All About Jazz Italy - Vittorio Lo Conte - translation by Bablefish
The two last recordings of Nathan Hubbard, operating artist on the West Coast, are respective a pair with the percussionista Curtis Glatter and a collection on CD of its compositions of the last years, executed from various ensembles with all the possible combinations orchestrates them, from the quartet of sassofoni to that one of percussions passing for pianoforti it prepares to you and orchestras with it arches.

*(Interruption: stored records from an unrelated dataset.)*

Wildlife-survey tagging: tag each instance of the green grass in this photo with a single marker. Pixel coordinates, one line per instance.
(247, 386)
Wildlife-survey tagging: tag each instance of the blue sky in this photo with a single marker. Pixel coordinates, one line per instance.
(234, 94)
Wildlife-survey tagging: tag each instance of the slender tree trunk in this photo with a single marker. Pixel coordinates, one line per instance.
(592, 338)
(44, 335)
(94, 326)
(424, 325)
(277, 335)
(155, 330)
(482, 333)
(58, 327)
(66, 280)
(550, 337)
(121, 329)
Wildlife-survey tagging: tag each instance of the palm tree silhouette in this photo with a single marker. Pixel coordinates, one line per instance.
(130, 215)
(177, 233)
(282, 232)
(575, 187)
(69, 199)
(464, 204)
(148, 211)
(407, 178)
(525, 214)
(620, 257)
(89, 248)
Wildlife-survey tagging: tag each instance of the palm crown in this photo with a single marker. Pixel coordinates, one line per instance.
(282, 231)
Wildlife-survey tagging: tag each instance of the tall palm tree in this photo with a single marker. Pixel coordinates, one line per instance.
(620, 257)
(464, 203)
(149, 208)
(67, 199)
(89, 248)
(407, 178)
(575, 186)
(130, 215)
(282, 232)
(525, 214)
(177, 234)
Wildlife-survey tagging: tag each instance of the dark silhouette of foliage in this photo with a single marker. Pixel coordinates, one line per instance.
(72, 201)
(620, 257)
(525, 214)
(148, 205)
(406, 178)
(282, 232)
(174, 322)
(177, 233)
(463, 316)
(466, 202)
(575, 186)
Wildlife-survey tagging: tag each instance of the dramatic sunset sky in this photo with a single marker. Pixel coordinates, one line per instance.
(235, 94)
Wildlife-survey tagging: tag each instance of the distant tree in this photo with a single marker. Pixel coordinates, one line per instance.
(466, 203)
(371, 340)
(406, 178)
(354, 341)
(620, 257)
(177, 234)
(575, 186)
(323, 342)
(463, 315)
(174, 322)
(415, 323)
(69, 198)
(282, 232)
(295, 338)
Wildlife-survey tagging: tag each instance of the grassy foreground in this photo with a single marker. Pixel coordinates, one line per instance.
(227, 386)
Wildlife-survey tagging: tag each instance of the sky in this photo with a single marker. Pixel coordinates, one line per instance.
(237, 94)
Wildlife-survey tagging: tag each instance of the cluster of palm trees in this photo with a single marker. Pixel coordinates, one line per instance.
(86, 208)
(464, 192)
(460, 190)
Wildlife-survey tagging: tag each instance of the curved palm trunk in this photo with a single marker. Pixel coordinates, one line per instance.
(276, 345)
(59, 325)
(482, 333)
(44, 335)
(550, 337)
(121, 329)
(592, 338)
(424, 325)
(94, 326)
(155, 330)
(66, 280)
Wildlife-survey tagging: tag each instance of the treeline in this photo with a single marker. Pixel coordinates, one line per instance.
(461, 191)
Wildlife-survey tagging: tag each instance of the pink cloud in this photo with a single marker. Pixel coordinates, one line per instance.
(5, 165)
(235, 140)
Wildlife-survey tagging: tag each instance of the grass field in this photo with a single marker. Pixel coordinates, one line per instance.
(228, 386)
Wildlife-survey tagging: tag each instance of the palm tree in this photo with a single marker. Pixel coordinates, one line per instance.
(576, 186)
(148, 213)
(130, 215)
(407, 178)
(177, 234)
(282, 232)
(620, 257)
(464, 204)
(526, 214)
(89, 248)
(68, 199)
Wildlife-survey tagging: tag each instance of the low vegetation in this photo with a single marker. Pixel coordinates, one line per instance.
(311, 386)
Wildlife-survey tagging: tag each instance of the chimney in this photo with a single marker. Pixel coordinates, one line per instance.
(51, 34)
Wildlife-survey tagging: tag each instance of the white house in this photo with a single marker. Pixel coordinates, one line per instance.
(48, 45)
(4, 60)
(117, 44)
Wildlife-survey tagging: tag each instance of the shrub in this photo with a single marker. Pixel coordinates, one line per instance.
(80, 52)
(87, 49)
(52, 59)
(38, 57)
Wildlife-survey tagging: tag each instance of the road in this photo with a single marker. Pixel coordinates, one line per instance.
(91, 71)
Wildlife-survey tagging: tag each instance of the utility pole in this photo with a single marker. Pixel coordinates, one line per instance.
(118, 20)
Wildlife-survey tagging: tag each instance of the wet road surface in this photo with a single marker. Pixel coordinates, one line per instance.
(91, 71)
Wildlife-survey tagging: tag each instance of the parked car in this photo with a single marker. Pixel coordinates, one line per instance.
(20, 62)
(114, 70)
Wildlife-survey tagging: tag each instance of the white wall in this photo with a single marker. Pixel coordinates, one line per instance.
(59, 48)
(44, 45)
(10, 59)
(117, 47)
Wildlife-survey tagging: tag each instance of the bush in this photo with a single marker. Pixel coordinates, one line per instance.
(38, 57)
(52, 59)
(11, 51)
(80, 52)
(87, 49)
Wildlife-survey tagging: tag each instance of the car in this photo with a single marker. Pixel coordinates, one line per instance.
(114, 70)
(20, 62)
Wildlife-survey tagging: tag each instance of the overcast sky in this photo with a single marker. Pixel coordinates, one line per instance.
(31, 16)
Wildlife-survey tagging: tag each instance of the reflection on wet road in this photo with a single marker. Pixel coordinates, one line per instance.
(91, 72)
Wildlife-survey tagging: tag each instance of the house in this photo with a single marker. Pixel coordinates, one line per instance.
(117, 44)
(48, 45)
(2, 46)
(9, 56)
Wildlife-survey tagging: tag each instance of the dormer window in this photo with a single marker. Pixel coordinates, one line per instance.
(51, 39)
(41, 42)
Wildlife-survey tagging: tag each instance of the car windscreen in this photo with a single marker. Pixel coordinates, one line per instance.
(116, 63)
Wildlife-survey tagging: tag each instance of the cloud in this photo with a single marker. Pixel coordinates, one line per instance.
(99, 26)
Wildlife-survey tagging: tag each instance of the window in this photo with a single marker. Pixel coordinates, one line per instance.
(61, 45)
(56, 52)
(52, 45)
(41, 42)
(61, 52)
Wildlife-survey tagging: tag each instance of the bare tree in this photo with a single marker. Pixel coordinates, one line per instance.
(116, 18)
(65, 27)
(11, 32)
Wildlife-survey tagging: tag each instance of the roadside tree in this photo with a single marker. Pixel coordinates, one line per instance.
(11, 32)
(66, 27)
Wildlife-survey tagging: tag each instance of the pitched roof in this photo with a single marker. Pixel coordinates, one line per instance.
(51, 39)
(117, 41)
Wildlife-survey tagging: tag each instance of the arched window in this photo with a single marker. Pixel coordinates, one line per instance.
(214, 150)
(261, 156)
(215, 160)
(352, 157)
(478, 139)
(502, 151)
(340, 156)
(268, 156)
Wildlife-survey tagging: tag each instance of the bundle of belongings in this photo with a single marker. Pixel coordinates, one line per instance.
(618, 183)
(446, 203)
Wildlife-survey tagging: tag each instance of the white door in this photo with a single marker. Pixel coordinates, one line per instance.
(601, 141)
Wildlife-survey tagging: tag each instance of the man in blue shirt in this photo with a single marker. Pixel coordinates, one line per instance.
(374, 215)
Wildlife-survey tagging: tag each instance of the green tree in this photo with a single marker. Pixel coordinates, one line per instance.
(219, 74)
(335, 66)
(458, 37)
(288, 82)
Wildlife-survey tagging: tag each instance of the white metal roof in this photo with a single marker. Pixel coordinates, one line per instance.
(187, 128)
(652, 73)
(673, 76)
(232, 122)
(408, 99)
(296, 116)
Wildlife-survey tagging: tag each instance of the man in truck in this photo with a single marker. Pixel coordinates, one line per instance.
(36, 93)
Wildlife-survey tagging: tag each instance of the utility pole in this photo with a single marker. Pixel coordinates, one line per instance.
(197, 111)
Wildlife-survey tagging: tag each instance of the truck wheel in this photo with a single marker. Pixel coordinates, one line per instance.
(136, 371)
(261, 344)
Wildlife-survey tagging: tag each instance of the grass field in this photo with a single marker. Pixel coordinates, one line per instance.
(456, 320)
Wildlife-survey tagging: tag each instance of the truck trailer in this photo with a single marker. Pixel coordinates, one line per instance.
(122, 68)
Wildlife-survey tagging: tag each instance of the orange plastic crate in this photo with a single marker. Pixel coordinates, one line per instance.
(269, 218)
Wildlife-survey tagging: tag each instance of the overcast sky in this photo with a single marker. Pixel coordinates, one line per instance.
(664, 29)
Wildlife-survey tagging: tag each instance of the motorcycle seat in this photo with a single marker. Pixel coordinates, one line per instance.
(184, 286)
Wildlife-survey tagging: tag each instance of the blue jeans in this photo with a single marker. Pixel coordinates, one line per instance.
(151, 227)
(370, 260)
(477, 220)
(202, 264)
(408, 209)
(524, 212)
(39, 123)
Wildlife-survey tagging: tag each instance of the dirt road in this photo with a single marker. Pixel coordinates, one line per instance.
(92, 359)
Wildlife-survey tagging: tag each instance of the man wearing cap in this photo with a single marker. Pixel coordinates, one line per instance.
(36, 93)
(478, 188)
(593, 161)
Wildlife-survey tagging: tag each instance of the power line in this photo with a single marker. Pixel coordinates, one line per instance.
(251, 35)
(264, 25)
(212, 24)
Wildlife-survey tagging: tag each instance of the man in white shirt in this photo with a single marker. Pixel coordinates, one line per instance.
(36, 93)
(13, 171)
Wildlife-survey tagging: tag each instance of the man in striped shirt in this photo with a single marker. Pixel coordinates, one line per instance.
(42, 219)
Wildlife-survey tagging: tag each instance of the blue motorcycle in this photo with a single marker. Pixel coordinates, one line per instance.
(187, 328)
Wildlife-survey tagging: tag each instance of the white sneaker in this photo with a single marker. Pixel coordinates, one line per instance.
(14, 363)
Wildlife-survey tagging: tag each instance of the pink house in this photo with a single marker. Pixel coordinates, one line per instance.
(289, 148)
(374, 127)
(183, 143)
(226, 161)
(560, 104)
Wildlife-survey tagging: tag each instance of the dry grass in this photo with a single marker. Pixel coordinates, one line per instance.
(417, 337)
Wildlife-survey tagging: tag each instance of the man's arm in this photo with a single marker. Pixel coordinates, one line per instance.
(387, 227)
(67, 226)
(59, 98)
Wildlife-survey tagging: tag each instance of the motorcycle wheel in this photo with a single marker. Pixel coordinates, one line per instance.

The pair with Curtis Glatter not only draws inspiration from the musical world: it is introduced like ideal sonorous column of works of the cinema and of the theatre, like the dedications to Carl Dreyer, Akira Kurosawa and Jean Cocteau they make to intuire. A rich music of effects and spazii, new in the way in which the percussivi instruments they come uses you, in way sometimes separated, to evoke however rich feelings of expectations, like along "Vampyr", with atmospheres that resist the tension for along time, evocative of facts and personages who space at the same time in the fantasy of executory and asccoltatori. The brano dedicated to Jean Cocteau è più legacy to the jazz like ritmico aspect, an pleasant change of march after along rambling in tries of an outlet of light in the previous brano and on "Meikyu" an unusual one succeeds in vibrafono to pull before on melodie that all it comes wrapped in with of concrete sounds that dull from tapes and instruments prepare to you. An unusual sonorous landscape that sure troverà in tuning many listeners to the search of new cues.
These two works could wake up the interest of coreografi and directors and serve like unusual sonorous column for their works.